In its financial disclosures for 2018, Raysut Cement – which sells its products in Sohar, Muscat, Duqm, and Yemen – said revenues grew by 26.6% last year, when its earnings were recorded at $236.3m (OMR91m) – a significant hike over 2017’s corresponding figures of $186.4m (OMR71.8m).
Revenue growth was attributed to increased sales, driven by product mix diversification and pricing policy changes.
Raysut Cement’s parent company operates terminals in Sohar, Muscat, and Duqm, and has an associated firm in Yemen. The firm operates an integrated plant in Salalah, and fully owns subsidiaries Pioneer Cement Industries in Ras Al Khaimah, Raysea Navigation SA, and Raybulk Navigation, in addition to a 51% stake in subsidiary Raysuit Burwaqoo Cement Co.
UAE-based Pioneer’s main markets are the Emirates, Bangladesh, and Oman, and Raysut Cement co is also exploring the establishment of a cement plant in Georgia.

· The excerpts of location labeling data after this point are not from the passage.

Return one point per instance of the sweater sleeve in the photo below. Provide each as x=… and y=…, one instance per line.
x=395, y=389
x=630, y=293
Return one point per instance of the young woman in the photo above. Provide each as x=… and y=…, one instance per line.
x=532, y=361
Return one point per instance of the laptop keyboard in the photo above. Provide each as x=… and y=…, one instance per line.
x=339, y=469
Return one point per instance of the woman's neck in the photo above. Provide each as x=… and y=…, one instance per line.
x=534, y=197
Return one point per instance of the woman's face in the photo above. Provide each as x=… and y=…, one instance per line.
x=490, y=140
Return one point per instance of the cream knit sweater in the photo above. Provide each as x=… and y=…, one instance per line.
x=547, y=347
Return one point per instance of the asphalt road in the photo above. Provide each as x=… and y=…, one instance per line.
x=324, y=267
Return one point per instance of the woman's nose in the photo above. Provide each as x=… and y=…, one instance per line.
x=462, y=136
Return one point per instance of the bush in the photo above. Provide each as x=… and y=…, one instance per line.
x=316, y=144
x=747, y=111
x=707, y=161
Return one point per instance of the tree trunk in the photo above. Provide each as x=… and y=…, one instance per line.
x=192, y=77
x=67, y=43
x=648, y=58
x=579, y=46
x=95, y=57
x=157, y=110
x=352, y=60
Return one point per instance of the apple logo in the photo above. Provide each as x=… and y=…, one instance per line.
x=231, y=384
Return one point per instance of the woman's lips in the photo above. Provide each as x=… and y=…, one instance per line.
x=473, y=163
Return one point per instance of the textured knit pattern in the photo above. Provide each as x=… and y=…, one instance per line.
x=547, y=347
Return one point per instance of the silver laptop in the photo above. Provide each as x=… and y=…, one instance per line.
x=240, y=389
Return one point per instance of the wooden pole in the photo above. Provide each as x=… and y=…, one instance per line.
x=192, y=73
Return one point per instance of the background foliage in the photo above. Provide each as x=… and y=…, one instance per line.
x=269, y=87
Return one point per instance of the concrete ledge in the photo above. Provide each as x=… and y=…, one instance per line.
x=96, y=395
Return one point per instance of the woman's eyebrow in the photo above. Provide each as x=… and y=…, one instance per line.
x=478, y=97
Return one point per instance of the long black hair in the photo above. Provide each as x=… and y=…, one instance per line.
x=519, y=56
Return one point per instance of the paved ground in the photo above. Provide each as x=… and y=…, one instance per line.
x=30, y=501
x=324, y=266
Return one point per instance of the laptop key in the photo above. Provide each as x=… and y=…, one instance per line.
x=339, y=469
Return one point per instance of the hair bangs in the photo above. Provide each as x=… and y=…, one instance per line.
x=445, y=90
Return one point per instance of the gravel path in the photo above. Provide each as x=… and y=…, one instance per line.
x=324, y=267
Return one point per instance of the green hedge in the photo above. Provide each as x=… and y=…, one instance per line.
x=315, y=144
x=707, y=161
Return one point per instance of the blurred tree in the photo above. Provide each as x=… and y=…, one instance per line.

Group-wide production hit 3.398 million tons of clinker and 3.326 million tons of cement in 2018, with overall production respective up by 14.5% and 14% over 2017. However, the group noted a profit decline during the year due to higher raw material costs, increased shipping costs, new expenses relating to shipment vessel rentals, maintenance activities, and lower interest income.
Raysut Cement said the group’s profit after tax reduced by 94% to $883,000 (OMR340,000) in 2018 from 2017’s post-tax profit of $15m (OMR5.81m).
CEMENT MARKET OUTLOOK 2019
A management statement on MSM, undersigned by Raysut Cement Co’s board chairman, Ahmed bin Yousuf bin Alawi Al Ibrahim, stated that the company saw “demand for cement improve in Oman due to increased construction activities in Al Wusta”, but “excess capacity, led by UAE producers” caused substantial price cuts across the market and made “the situation very competitive for domestic producers”.
Raysut Cement’s report added: “The parent company continued facing competition in the northern markets from [UAE supplies] at low prices. Due to socio-political disturbances in Yemen, the parent company’s sales are almost the same as [2017’s], and other export markets witnessed growth of 89% as compared to last year.
“On the whole, the period ahead is challenging for the company, and the management is hoping to improve its market presence with a fierce marketing strategy, pursuing opportunities for newer markets, and a change in pricing policy in export markets.”